KYIV, UKRAINE — The head of the NATO alliance on Thursday urged Russia to “step back from the brink” by withdrawing its troops massed on the Ukrainian border or face greater isolation and debilitating sanctions.

“Do not use peacekeeping as an excuse for war-making,” said NATO Secretary General Anders Fogh Rasmussen, pointedly speaking from the Ukrainian capital, Kyiv, where he visited to show support.

NATO has warned that Russia could invade Ukraine under the pretext of sending in a peacekeeping mission to stop the war between government troops and pro-Russian separatists. Russia has as many as 20,000 troops at the border. Rasmussen met with Ukrainian officials, offering intensified NATO assistance to the country’s military in the form of advisers, training and logistical support.

“I have no doubt the international community would react decisively, with broader, deeper, tougher economic sanctions if Russia intervenes further,” Rasmussen told reporters.

NATO has made clear it does not want to send troops to protect Ukraine, which is not a member country. Rasmussen’s remarks came amid new fighting in eastern Ukraine, where government troops mounted an offensive against the rebels.

In Donetsk, mortar shells struck three apartment buildings and the dentistry wing of Vishnevskiy Hospital, where one person died. Many residents of the east say the Ukrainian military is responsible for the shelling. The military insists its artillery is directed only at convoys delivering ordnance to the rebels. It says it does not shell or bomb cities, blaming that on insurgents trying to discredit the military.

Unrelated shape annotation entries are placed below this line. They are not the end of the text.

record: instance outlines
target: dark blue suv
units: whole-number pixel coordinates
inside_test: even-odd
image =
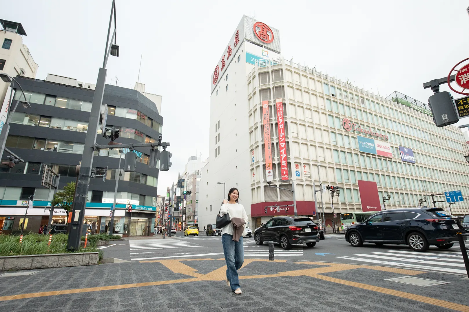
[[[416,251],[425,251],[431,245],[451,248],[464,232],[459,218],[439,208],[402,208],[384,210],[363,223],[349,226],[345,240],[354,247],[363,243],[407,244]]]

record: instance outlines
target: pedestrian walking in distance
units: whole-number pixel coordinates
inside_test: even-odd
[[[221,229],[221,243],[227,262],[227,285],[238,295],[241,294],[238,270],[244,262],[242,237],[247,234],[245,228],[248,215],[242,205],[238,203],[239,191],[232,188],[228,192],[228,200],[223,200],[220,209],[220,217],[228,213],[231,222]]]

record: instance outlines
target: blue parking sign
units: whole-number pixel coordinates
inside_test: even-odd
[[[463,202],[464,201],[464,198],[462,198],[462,194],[460,190],[445,192],[445,196],[446,197],[446,201],[448,203]]]

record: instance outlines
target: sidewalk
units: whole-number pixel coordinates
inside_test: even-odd
[[[464,290],[469,280],[460,275],[247,259],[237,295],[225,285],[225,265],[223,258],[159,260],[0,276],[0,310],[469,311]],[[424,287],[387,280],[403,276],[448,283]]]

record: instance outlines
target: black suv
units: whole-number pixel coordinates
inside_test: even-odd
[[[441,208],[413,208],[380,211],[363,223],[345,230],[345,240],[359,247],[364,242],[407,244],[416,251],[425,251],[430,245],[451,248],[462,230],[459,218]]]
[[[319,241],[318,231],[318,225],[307,217],[278,217],[256,229],[254,240],[257,245],[272,241],[284,249],[304,243],[314,247]]]
[[[207,235],[221,235],[221,230],[220,229],[217,229],[216,227],[216,225],[214,224],[207,224],[207,229],[205,230],[205,234]]]

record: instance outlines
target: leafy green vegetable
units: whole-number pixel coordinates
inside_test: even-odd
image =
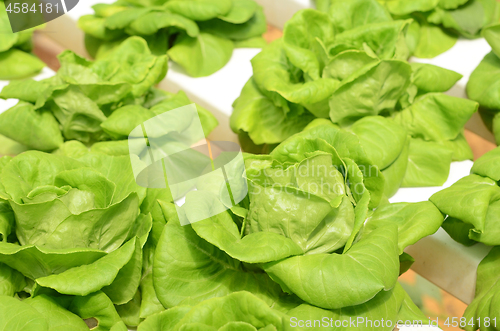
[[[500,49],[498,45],[500,24],[494,24],[483,30],[483,35],[493,50],[487,54],[474,70],[467,83],[467,95],[479,102],[479,112],[490,131],[495,135],[497,145],[500,144]]]
[[[393,10],[410,12],[417,5],[437,6],[437,1],[391,3]],[[386,198],[400,186],[442,185],[451,161],[472,158],[463,127],[477,104],[443,94],[461,75],[409,64],[413,24],[393,20],[375,0],[320,5],[328,14],[299,11],[285,25],[283,38],[252,60],[254,75],[231,116],[243,148],[269,152],[309,124],[328,119],[358,136],[368,163],[387,177]],[[328,136],[321,130],[316,137],[328,141]],[[428,162],[436,159],[439,167]]]
[[[455,45],[459,36],[478,38],[488,24],[498,22],[494,0],[377,0],[394,18],[411,18],[414,55],[433,58]]]
[[[495,247],[486,258],[479,264],[477,269],[476,297],[467,307],[464,317],[472,323],[464,329],[475,330],[499,330],[498,325],[493,322],[500,318],[498,295],[500,282],[498,275],[500,271],[500,247]],[[479,324],[479,321],[484,321]]]
[[[12,33],[5,3],[0,1],[0,80],[33,76],[45,67],[41,60],[30,53],[34,30]]]
[[[0,159],[0,293],[28,292],[23,318],[32,306],[51,330],[86,327],[89,318],[98,330],[126,330],[116,309],[124,314],[137,301],[152,215],[154,231],[162,230],[155,199],[169,201],[170,192],[139,187],[128,156],[90,153],[74,141],[63,150],[71,157],[28,151]]]
[[[153,87],[166,75],[167,56],[152,55],[139,37],[127,39],[103,60],[90,62],[66,51],[59,61],[55,77],[16,81],[2,90],[1,98],[20,102],[0,114],[0,134],[27,149],[50,152],[67,149],[68,141],[88,147],[100,142],[97,150],[127,155],[128,147],[118,151],[115,146],[126,146],[137,125],[191,104],[184,92]],[[217,120],[197,109],[208,135]]]
[[[235,47],[254,46],[267,30],[253,0],[120,0],[94,10],[78,22],[93,56],[105,58],[129,36],[141,36],[153,54],[168,54],[193,77],[215,73]]]
[[[445,230],[461,243],[470,245],[470,239],[491,246],[500,245],[500,187],[497,183],[500,178],[499,153],[498,148],[486,153],[477,160],[470,176],[434,194],[430,199],[449,217]]]
[[[422,313],[409,300],[401,286],[379,294],[372,301],[342,310],[324,310],[295,300],[286,306],[269,307],[266,302],[249,292],[236,292],[221,298],[206,300],[195,306],[177,306],[147,318],[139,331],[184,330],[306,330],[306,323],[314,320],[339,321],[338,330],[355,330],[345,321],[355,318],[381,316],[390,311],[388,320],[393,325],[398,318],[425,321]],[[299,327],[303,324],[303,327]],[[312,324],[311,324],[312,325]],[[334,325],[334,324],[333,324]],[[349,325],[349,323],[347,323]],[[317,324],[316,324],[317,326]],[[328,326],[331,326],[328,323]],[[369,328],[372,330],[372,328]],[[378,328],[380,329],[380,328]],[[383,328],[385,330],[385,328]],[[375,330],[375,328],[373,328]],[[390,330],[390,327],[387,328]]]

In an odd incident that underscores the hybrid nature of the conflict, Ukraine accused Russia of holding dozens of military officers and border guards. The officers and guards were among hundreds who fled to Russia on Monday to escape heavy bombardment from the rebels, who are supported by Russia.

Military spokesman Andriy Lysenko said 18 officers and 28 border guards were not allowed to leave. Five of the officers were arrested and charged with directing artillery attacks into Russian territory, he said, and faced coercive interrogations.

Lysenko also repeated a theory about the downing of the Malaysia Airlines plane, first espoused earlier Thursday by Valentyn Nalyvaichenko, the head of Ukraine’s Security Service. The plane was shot down July 17 over separatist territory by what the United States and Ukraine say was a missile supplied to rebels from Russia.

Nalyvaichenko said his agency had received “information” that rebels had intended to down a Russian airliner flying to Larnaca, causing an uproar that would induce Russia to invade Ukraine.

He said the rebels were confused and drove to Pervomaisky in rebel-held territory instead of another village of the same name in Ukrainian-held territory ending up under the flight path of the Malaysian jet, not the Russian plane.